News can tell only one story at at time. The Government’s plan to slow the resumption of normal life in Britain (see Coronavirus) is one such tale. Its readiness to break international law if it considers this necessary (see the Brexit trade negotiation) is another.
But life isn’t news, and these two stories blend together in it, in a way that newpaper front pages or TV evening bulletins don’t really allow for. Together, they (plus a mass of other developments) add up to a formidable challenge for Boris Johnson.
On the virus, his main problem is the public. In one way, this doesn’t seem to be so: polls show support for restrictions on everyday activity. Nonetheless, these are not where they were last winter. Then, they found overwhelming support for the Government’s handling of Covid. Now, they don’t.
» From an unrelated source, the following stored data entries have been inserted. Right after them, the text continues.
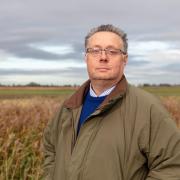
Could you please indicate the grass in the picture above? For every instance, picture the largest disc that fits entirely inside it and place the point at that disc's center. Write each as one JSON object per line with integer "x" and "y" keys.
{"x": 164, "y": 91}
{"x": 22, "y": 121}
{"x": 34, "y": 91}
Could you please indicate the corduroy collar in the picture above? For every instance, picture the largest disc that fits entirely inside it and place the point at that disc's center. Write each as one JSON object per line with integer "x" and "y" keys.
{"x": 76, "y": 100}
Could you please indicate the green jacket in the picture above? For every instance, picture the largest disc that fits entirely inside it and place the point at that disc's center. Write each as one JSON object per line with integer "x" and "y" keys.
{"x": 129, "y": 137}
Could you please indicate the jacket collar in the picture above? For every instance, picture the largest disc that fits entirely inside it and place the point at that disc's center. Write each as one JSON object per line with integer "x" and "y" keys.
{"x": 76, "y": 100}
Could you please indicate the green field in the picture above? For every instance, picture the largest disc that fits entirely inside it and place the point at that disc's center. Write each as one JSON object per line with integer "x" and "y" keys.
{"x": 20, "y": 92}
{"x": 33, "y": 92}
{"x": 164, "y": 91}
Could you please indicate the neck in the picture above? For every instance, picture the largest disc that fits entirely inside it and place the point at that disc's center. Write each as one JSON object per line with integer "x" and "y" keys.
{"x": 100, "y": 86}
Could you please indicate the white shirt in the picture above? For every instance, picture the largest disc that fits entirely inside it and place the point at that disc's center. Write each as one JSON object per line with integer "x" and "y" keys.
{"x": 104, "y": 93}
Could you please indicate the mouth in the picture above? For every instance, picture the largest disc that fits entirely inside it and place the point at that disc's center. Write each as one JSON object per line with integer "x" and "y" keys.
{"x": 103, "y": 69}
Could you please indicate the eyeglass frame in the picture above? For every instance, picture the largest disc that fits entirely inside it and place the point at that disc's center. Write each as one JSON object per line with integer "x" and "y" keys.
{"x": 106, "y": 50}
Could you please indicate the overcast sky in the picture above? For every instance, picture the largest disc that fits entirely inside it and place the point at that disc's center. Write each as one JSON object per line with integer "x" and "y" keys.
{"x": 43, "y": 41}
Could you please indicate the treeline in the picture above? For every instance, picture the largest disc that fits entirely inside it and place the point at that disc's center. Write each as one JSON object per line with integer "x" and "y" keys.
{"x": 34, "y": 84}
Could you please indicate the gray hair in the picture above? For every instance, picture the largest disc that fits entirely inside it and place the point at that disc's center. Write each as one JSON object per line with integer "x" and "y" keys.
{"x": 109, "y": 28}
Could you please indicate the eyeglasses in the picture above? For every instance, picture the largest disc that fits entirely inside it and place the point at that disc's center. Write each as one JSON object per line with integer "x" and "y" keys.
{"x": 110, "y": 52}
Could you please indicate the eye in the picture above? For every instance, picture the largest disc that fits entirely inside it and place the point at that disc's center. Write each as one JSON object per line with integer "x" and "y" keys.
{"x": 112, "y": 51}
{"x": 95, "y": 51}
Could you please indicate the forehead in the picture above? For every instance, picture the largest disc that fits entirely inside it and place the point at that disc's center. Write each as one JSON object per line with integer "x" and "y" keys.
{"x": 105, "y": 39}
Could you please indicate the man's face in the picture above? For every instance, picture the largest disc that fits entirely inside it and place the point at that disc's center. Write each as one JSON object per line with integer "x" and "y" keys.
{"x": 105, "y": 66}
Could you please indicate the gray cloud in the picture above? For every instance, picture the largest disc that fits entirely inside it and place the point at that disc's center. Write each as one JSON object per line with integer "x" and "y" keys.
{"x": 66, "y": 22}
{"x": 71, "y": 71}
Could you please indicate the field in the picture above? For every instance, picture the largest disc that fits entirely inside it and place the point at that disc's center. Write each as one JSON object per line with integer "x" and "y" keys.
{"x": 24, "y": 112}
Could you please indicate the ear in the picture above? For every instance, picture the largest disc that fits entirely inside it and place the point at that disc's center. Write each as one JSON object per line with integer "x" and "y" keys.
{"x": 125, "y": 59}
{"x": 85, "y": 57}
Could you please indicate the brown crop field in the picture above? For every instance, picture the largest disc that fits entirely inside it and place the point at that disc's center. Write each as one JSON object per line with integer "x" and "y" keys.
{"x": 22, "y": 121}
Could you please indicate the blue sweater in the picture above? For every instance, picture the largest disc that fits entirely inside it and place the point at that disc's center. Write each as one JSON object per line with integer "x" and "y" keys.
{"x": 89, "y": 106}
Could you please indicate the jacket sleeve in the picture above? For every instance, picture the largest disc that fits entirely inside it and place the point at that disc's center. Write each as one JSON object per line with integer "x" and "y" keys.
{"x": 164, "y": 147}
{"x": 49, "y": 146}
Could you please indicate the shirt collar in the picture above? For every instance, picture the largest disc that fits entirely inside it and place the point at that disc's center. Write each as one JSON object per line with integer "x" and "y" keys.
{"x": 104, "y": 93}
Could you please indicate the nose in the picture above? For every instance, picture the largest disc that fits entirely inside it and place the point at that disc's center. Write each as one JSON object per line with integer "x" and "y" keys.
{"x": 103, "y": 55}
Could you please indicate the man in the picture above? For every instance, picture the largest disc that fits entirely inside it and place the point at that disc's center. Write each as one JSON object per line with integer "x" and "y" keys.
{"x": 108, "y": 129}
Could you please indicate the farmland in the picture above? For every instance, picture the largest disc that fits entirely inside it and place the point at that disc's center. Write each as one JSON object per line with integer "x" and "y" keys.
{"x": 24, "y": 113}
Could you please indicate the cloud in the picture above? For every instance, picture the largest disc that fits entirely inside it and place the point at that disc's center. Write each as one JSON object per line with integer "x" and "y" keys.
{"x": 28, "y": 26}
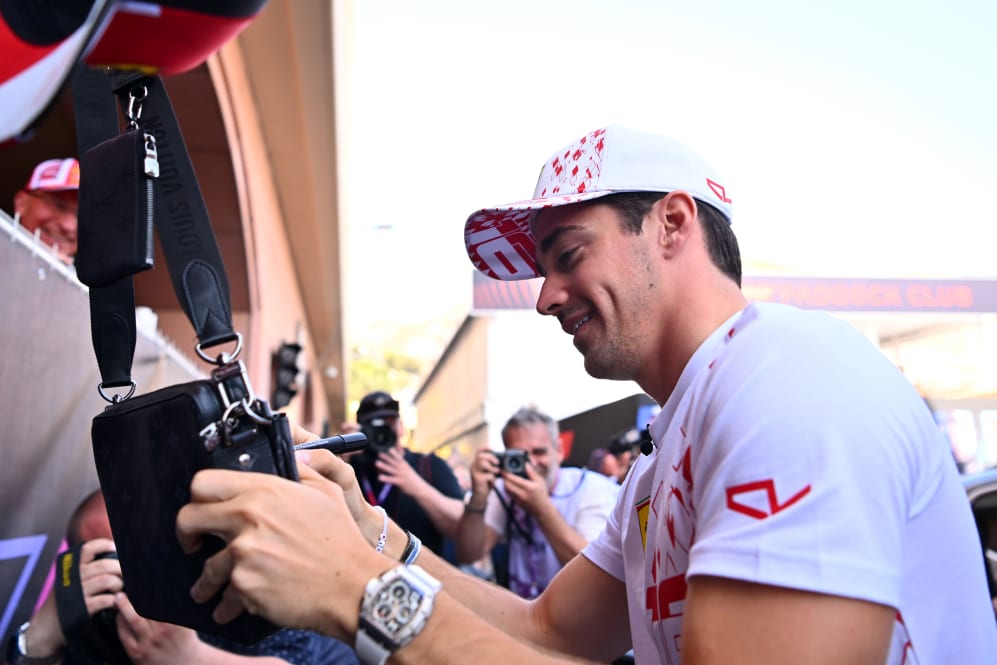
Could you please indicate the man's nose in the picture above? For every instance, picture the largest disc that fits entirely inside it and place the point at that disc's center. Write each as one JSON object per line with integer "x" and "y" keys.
{"x": 551, "y": 297}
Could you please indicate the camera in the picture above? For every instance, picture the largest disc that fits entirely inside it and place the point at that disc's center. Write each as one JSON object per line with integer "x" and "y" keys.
{"x": 380, "y": 435}
{"x": 513, "y": 461}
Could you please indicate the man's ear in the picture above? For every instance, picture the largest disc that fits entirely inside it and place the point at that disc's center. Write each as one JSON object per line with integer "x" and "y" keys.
{"x": 675, "y": 219}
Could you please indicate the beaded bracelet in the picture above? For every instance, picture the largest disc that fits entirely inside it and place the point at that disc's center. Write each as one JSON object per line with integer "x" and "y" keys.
{"x": 412, "y": 549}
{"x": 383, "y": 538}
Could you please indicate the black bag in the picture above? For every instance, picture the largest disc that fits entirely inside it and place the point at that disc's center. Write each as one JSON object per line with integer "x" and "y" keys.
{"x": 147, "y": 448}
{"x": 117, "y": 197}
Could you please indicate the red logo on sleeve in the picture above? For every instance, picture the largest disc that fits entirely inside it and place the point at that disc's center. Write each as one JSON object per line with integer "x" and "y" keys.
{"x": 757, "y": 511}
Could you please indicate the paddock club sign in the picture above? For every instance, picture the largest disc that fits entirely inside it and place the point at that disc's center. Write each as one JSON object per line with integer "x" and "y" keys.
{"x": 849, "y": 295}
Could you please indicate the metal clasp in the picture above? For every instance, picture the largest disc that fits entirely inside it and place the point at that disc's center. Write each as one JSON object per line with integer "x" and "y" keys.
{"x": 151, "y": 164}
{"x": 118, "y": 397}
{"x": 221, "y": 358}
{"x": 135, "y": 97}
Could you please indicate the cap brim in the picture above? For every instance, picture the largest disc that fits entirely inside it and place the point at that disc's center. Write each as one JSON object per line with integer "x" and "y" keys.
{"x": 379, "y": 413}
{"x": 499, "y": 239}
{"x": 63, "y": 188}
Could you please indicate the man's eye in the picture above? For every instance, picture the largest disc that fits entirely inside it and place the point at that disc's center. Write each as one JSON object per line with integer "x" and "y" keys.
{"x": 565, "y": 258}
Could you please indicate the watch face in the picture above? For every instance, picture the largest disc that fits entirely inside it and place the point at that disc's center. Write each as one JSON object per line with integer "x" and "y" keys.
{"x": 395, "y": 605}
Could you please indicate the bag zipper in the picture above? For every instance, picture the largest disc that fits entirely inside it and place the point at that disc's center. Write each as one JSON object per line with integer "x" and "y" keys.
{"x": 151, "y": 166}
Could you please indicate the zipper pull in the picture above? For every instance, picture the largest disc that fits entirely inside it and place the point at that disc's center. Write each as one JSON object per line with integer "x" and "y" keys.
{"x": 151, "y": 156}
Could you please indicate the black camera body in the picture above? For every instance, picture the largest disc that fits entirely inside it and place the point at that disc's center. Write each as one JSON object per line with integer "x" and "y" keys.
{"x": 380, "y": 434}
{"x": 514, "y": 462}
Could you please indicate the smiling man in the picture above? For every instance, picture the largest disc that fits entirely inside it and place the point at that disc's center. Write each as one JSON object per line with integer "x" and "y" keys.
{"x": 46, "y": 205}
{"x": 798, "y": 504}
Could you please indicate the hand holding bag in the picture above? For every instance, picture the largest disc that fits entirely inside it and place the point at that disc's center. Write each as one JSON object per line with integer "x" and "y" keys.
{"x": 147, "y": 448}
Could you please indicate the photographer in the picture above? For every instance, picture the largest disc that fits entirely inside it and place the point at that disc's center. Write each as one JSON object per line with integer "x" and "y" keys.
{"x": 545, "y": 513}
{"x": 88, "y": 620}
{"x": 420, "y": 492}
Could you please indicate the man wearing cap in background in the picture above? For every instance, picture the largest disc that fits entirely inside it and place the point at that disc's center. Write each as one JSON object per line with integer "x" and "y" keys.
{"x": 797, "y": 504}
{"x": 419, "y": 491}
{"x": 46, "y": 206}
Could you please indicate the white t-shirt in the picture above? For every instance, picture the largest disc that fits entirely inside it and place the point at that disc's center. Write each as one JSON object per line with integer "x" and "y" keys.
{"x": 793, "y": 453}
{"x": 583, "y": 498}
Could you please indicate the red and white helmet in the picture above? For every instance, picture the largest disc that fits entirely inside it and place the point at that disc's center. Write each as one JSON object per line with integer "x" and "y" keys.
{"x": 41, "y": 41}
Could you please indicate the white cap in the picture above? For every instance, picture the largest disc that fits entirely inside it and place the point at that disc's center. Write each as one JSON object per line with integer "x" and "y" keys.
{"x": 607, "y": 161}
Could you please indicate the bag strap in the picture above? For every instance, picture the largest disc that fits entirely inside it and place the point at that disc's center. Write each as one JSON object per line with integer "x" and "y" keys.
{"x": 181, "y": 218}
{"x": 112, "y": 306}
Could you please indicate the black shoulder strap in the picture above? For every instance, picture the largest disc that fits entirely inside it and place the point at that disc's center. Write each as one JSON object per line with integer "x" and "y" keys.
{"x": 112, "y": 306}
{"x": 181, "y": 217}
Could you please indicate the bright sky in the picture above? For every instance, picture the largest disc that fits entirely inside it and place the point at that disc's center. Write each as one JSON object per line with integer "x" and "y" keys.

This decline was almost certainly inevitable – comparable to the frenzied enthusiasm that occasionally greets declarations of secession or war, and the bitter aftermath. So Ministers no have a fragile base to fall back on when the going gets tough. And the Prime Minister’s plans mark a change of gear.
The original lockdown was lightly policed, for all the awesome emergency powers now held by the authorities, because heavy intervention was unnecessary to make it work. Most people were more than willing to observe simple rules (“stay at home”) to deliver an emotive aim (“save the NHS”).
The new clampdown has more complex rules (“stay alert”), which follow successive changes that much of the public has lost track off. Its objective tugs less at the nation’s heart-strings (“control the virus”). And while people voice support for clampdowns in principle, imposing them will be difficult in practice.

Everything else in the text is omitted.